By Kevin Nicholson, CFA

SUMMARY

  • The stock market sell-off appears to be signaling a recession.
  • However, we believe the bond market disagrees, as spreads are tight, and credit is available.
  • The Fed is more aligned with the bond market, based on its pause of rate cuts, in our opinion.

Spreads are Tight and Credit is Available

The first quarter of 2025 has been tough for US equity investors, as the S&P 500 has underperformed both international stocks and the bond market.

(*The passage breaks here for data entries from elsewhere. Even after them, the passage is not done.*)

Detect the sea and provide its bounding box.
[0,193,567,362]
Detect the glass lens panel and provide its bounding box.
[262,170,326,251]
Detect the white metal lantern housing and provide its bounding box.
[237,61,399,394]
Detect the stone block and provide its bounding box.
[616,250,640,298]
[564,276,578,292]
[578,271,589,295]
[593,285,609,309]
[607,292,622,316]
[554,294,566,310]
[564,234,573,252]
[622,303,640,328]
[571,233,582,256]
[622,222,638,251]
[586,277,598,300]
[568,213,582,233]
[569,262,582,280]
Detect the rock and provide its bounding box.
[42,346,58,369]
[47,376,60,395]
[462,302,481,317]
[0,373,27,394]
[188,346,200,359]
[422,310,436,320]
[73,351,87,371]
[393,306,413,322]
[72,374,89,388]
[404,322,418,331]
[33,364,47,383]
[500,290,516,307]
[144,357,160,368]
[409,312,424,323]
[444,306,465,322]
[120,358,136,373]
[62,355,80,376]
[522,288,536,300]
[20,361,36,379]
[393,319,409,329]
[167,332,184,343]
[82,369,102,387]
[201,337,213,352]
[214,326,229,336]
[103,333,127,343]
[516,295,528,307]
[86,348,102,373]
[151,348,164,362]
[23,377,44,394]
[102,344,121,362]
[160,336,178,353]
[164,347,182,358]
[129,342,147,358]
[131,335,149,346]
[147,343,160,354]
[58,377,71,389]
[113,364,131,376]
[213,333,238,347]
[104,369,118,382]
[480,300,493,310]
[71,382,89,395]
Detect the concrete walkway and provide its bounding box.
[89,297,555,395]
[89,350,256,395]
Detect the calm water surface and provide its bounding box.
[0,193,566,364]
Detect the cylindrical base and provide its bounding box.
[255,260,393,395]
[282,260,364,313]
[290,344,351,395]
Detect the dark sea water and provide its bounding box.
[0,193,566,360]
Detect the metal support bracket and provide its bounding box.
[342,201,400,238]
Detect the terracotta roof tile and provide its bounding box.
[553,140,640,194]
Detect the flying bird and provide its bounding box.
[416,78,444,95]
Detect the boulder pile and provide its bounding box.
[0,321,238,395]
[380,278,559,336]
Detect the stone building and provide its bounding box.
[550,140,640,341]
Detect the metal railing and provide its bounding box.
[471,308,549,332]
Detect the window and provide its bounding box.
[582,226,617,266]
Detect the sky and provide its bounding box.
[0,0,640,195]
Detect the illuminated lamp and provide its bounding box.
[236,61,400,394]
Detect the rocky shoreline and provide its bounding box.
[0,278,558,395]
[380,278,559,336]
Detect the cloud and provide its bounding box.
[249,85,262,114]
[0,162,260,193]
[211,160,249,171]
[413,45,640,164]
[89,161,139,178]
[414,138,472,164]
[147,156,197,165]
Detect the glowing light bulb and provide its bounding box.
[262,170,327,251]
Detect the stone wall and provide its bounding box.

The sell-off caused the S&P 500 to retrace more than 23% of its rally that started in October 2023. During the broad market pullback, the S&P fell into correction territory, falling more than 10% from the February 19th high of 6147 to the March 13th low of 5504. This stock market action seemed to signal that a recession was on the horizon. At one point earlier in March, Fed fund futures were even predicting the Fed would cut interest rates three times this year. In the world of bulls and bears, the stock market has sent investors into hibernation… at a time when the bond market is telling a different story.

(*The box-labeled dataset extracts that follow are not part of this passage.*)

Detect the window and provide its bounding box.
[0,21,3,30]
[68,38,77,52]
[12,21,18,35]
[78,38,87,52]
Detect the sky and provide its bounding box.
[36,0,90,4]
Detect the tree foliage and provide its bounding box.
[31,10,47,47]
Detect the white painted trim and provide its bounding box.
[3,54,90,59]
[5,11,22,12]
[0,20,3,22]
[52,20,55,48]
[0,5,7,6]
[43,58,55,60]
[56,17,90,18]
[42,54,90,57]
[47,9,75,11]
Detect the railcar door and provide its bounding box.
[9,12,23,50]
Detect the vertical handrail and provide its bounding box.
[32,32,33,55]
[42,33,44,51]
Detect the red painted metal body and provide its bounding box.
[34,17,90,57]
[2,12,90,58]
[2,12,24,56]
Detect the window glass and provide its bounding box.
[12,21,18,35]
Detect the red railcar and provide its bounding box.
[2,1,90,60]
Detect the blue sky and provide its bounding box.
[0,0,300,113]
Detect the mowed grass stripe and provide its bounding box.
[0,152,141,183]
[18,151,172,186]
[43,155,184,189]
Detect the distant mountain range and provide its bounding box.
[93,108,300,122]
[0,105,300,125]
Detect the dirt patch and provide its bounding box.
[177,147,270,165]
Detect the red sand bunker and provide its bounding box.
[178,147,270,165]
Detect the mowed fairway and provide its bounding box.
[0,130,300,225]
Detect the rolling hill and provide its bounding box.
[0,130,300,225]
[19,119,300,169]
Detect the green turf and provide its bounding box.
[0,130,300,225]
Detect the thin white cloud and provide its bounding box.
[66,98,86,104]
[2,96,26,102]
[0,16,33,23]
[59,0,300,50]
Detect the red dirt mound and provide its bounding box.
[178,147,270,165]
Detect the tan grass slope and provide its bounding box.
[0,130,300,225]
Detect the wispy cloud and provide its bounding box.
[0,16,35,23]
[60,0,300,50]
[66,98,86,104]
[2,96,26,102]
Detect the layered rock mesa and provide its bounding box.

Currently, we believe the bond market is signaling that the US economy is stable, despite some signs of growth slowing. The Treasury bond market serves as the benchmark for bond investors when it comes to determining the level of risk being taken. The Treasury market serves as the ‘risk free rate’ because the full faith and credit of the US government backs the principal and interest payments. The level of risk taken by an investor is determined by the premium “spread” paid above Treasuries with a similar maturity. During robust periods of economic growth, investors are willing to accept a lower spread over Treasuries as the perceived risk is lower. However, during periods of slow growth investors demand a higher premium to compensate for the higher probability of a recession. Using this measuring stick, we will now look at the investment grade corporate bonds and high yield sectors to see how they are perceiving the current market risk.

Investment Grade Corporates: Spreads Remain Tame So Far

Investment grade corporate bonds are currently priced 91 basis points (91/100th of 1% percent) more than comparable maturing Treasuries.